Un’occasione specialissima, dunque, per vedere riuniti nello stesso luogo reperti dall’assoluto valore storico.
Si inizia con il Trono Corsini decorato a rilievo delle Gallerie nazionali Barberini Corsini di Roma che dialoga con il Sostegno di mensa con due grifoni che attaccano un cerbiatto del Museo civico di Ascoli Satriano; poi e un trionfo di capolavori, dal ritratto di Augusto con il capo velato del Museo archeologico nazionale delle Marche, al busto di Ottavia Minore del Museo nazionale romano – palazzo Massimo, ai ricchissimi corredi tombali iconici come quello della ‘tomba dei due guerrieri’ – conservato presso il Museo archeologico melfese Massimo Pallottino, al corredo di una tomba femminile proveniente dalla necropoli di Montefortino d’Arcevia e custodita presso il Museo archeologico nazionale delle Marche, ma anche corredi provenienti da Este e da Paestum.
Poi le statue di dee madri, di Ercole o degli altri eroi fondatori delle città, il famosissimo fegato di Piacenza – modello bronzeo di fegato di pecora con iscrizioni etrusche usato dagli aruspici per le divinazioni e conservata al Museo civico della città emiliana, la Triade Capitolina, il capolavoro marmoreo con Giove, Giunone e Minerva, unico nel suo genere, proveniente (sic) dal museo civico Lanciani di Guidonia Montecelio, la statua del Pugilatore in riposo – che ritrae un atleta dell’antichità del IV secolo a.e.c. e proveniente dal Museo nazionale romano di palazzo Massimo.
Senza dimenticare altri capolavori come la Cista portagioielli con iscrizione in latino arcaico del Museo nazionale etrusco di Villa Giulia a Roma fino al celebre Rilievo con scena di battaglia tra un cavaliere greco e un persiano custodito presso il Museo archeologico nazionale di Taranto.

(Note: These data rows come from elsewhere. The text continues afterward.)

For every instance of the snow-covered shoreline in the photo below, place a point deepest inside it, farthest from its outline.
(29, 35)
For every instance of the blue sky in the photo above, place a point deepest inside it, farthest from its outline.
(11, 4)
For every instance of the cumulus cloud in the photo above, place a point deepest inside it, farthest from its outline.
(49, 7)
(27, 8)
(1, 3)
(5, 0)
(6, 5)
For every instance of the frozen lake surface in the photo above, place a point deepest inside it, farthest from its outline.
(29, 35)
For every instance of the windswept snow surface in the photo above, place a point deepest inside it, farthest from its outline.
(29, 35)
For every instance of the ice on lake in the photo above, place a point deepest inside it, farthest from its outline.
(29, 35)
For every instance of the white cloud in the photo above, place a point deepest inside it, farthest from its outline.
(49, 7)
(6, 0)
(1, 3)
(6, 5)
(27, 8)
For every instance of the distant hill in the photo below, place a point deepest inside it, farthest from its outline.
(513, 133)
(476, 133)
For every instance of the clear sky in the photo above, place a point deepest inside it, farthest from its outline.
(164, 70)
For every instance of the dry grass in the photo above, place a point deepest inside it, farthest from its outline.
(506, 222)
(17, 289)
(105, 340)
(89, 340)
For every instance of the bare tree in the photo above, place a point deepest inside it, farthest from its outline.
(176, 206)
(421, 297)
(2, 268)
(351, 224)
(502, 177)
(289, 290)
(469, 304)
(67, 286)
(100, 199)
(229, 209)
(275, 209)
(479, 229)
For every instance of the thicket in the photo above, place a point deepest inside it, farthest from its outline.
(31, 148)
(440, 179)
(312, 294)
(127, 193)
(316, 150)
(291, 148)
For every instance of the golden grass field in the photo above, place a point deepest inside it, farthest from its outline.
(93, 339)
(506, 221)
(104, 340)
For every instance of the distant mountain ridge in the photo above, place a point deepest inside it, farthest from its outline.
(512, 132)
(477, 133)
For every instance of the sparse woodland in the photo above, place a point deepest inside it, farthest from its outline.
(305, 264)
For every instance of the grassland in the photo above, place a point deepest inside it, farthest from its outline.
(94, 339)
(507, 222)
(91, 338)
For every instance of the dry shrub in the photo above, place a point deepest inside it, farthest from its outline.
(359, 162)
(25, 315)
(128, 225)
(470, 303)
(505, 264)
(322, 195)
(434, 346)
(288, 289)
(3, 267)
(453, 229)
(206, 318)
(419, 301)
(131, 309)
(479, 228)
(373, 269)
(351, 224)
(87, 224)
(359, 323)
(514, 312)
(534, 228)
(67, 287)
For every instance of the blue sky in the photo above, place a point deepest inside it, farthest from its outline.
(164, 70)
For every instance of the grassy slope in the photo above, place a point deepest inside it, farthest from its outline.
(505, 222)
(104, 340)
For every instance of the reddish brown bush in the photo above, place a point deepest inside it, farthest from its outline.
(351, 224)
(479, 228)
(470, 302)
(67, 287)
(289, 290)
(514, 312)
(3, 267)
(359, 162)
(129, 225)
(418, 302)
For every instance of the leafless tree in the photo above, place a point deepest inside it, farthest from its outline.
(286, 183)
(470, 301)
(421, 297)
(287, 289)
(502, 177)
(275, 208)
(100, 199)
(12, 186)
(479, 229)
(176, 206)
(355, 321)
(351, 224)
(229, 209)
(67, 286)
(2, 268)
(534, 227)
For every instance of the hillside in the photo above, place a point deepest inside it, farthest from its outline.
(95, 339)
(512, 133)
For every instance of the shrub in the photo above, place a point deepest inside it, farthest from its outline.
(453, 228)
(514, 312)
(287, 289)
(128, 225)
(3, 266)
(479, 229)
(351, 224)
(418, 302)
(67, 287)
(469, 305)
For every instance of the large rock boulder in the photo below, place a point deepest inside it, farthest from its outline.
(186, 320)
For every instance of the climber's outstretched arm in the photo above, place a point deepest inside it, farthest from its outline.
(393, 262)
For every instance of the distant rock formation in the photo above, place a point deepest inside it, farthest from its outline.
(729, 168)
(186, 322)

Ben 36 prestatori di dodici regioni, fra musei statali e civici nonché soprintendenze di Stato, hanno risposto e fatto rete per raccontare questo patrimonio unico al mondo in una mostra unica nel suo genere. E non si capisce proprio perché l’esposizione debba chiudere il 25 luglio, avendo aperto in sordina solo il 14 maggio scorso.